Those are bikes that I've narrowed my search to. I'm curious if one would have a better wheel than another. But it's sounding like I should stay with a higher spoke count - like the 32 on the Trek 1.5 which would save me some money and I actually like that bike, then upgrade with $300 or so for a better wheelset down the road. If I got one of the other bike choices with 24 spoke count, I understand I should do the upgrade sooner than later before I'm stuck waiting for the sag wagon on my next century. This also pushes me away from the bikesdirect options (moto sprint and kestrel evoke) simply because it would be nice knowing I have the bontrager 5 year warrantee sitting under my heavy butt...just in case.

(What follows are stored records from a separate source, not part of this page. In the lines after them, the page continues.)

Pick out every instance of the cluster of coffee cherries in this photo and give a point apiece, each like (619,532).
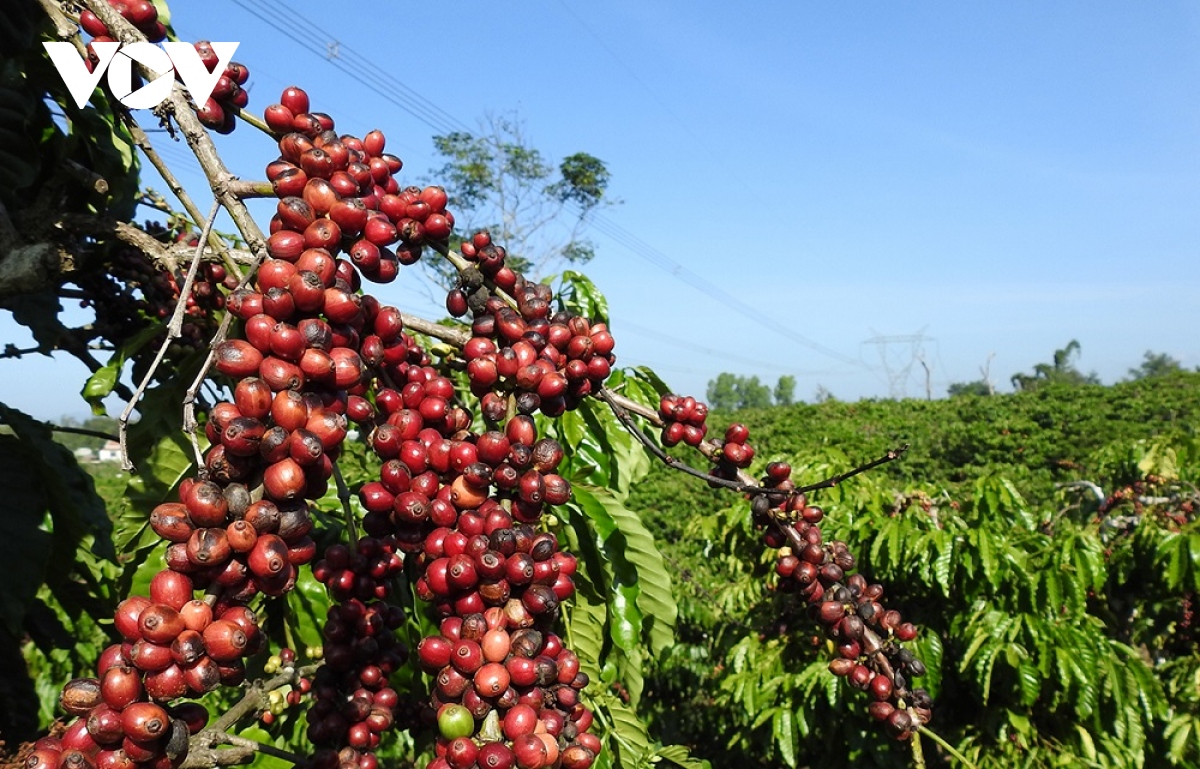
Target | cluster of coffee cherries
(683,420)
(851,612)
(289,695)
(341,193)
(353,703)
(489,262)
(141,13)
(507,695)
(172,646)
(114,732)
(545,361)
(220,112)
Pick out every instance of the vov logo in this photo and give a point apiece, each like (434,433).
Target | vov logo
(118,60)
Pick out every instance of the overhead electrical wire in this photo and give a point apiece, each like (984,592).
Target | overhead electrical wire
(349,61)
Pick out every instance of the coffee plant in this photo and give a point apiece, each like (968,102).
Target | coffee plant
(354,535)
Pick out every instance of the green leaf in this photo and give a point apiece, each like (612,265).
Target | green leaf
(102,382)
(629,733)
(75,506)
(581,296)
(784,730)
(40,314)
(24,546)
(627,539)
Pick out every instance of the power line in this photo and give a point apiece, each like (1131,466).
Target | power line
(627,325)
(358,66)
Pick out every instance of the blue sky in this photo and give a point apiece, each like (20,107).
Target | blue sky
(997,178)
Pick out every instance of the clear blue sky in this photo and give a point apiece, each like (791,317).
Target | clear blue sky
(1000,178)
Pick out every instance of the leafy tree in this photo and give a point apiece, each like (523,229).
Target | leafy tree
(979,386)
(785,390)
(1060,371)
(1156,365)
(732,392)
(497,181)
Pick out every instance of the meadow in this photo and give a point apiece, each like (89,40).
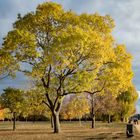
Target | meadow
(69,131)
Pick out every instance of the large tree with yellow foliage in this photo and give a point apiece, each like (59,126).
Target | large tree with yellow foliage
(67,53)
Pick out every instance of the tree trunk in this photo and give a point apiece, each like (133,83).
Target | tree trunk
(79,121)
(108,118)
(14,121)
(56,122)
(92,113)
(52,122)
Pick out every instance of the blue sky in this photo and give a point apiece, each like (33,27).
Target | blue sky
(126,14)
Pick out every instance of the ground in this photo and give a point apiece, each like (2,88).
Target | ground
(69,131)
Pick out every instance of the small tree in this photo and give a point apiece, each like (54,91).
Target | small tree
(77,107)
(12,98)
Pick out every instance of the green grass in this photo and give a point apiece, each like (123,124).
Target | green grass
(69,131)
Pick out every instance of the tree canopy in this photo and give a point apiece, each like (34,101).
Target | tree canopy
(68,53)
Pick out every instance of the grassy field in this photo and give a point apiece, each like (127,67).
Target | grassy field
(69,131)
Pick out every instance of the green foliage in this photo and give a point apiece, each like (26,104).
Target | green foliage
(68,53)
(77,107)
(12,98)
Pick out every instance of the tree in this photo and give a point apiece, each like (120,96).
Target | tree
(65,51)
(77,107)
(8,65)
(126,102)
(114,75)
(33,104)
(12,99)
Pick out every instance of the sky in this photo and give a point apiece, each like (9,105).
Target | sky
(126,14)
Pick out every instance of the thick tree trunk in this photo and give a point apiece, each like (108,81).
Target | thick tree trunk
(52,122)
(56,122)
(108,118)
(92,113)
(14,121)
(79,121)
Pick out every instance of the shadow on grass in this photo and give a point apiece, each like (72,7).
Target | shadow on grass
(100,136)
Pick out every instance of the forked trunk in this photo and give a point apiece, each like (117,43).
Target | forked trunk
(108,118)
(56,122)
(14,121)
(92,113)
(52,123)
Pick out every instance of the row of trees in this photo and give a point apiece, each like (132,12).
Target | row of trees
(17,104)
(66,53)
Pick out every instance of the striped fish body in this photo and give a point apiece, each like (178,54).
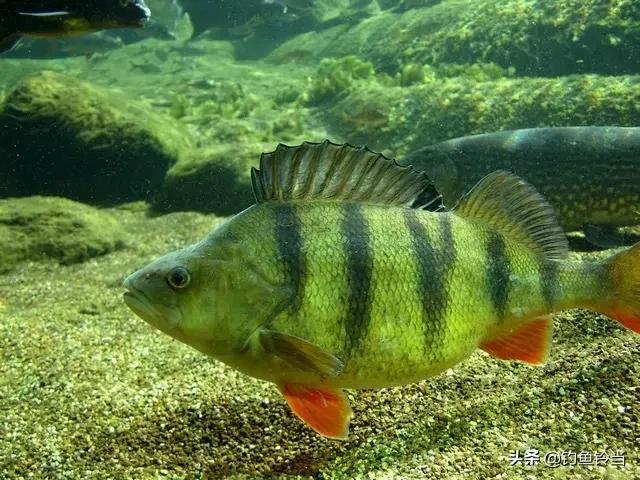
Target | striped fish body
(398,294)
(589,175)
(336,279)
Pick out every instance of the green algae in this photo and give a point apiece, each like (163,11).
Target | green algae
(89,391)
(535,37)
(49,228)
(400,119)
(95,133)
(213,180)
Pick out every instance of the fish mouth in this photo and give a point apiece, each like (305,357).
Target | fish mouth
(140,304)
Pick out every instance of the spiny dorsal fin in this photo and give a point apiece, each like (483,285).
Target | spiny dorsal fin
(514,208)
(330,172)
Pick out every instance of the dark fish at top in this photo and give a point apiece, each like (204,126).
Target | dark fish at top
(590,175)
(61,18)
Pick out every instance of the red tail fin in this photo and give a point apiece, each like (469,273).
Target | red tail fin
(624,272)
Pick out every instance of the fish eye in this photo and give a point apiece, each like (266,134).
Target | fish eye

Even though I'll be giving up a component upgrade on the BD bikes.


----------



## bikesdirect (Sep 9, 2006)

sprocket47 said:


> Those are bikes that I've narrowed my search to. I'm curious if one would have a better wheel than another. But it's sounding like I should stay with a higher spoke count - like the 32 on the Trek 1.5 which would save me some money and I actually like that bike, then upgrade with $300 or so for a better wheelset down the road. If I got one of the other bike choices with 24 spoke count, I understand I should do the upgrade sooner than later before I'm stuck waiting for the sag wagon on my next century. This also pushes me away from the bikesdirect options (moto sprint and kestrel evoke) simply because it would be nice knowing I have the bontrager 5 year warrantee sitting under my heavy butt...just in case. Even though I'll be giving up a component upgrade on the BD bikes.



Thanks for including us in the options you look at
But I think you are correct to be concerned about wheels

One of the best wheelsets I have seen in the last 30 years for durability with higher weight on the cycle is the Vuelta XRP Tourist wheelset. We sell these on bikeisland for $199.
http://bikeisland.com/cgi-bin/BKTK_STOR20.cgi?Action=Details&ProdID=1776

No matter what bike you get; you might consider selling the stock wheels on ebay
and replacing with some super duty wheels like the XRP Tourist -- and the net price difference might be very little or even zero

Good luck and have fun


----------



## zooog (Mar 18, 2002)

i don't know a ton about wheels like the guys on this forum but don't buy the bike b/c of wheels buy the bike b/c it fits and you want that bike. deal with the wheel issue later...good luck.


----------



## gtpharr (Oct 6, 2008)

Mike T. said:


> You mentioned  Bicycle Wheel Warehouse. Both those setsof wheels came from there and they have been perfect. I advise quite a lot of people about suitable wheelsets and I wish BWW would offer 36 spoke varieties as there are many N.Americans over 200lbs. Maybe I'll make the suggestion to BWW's Chris.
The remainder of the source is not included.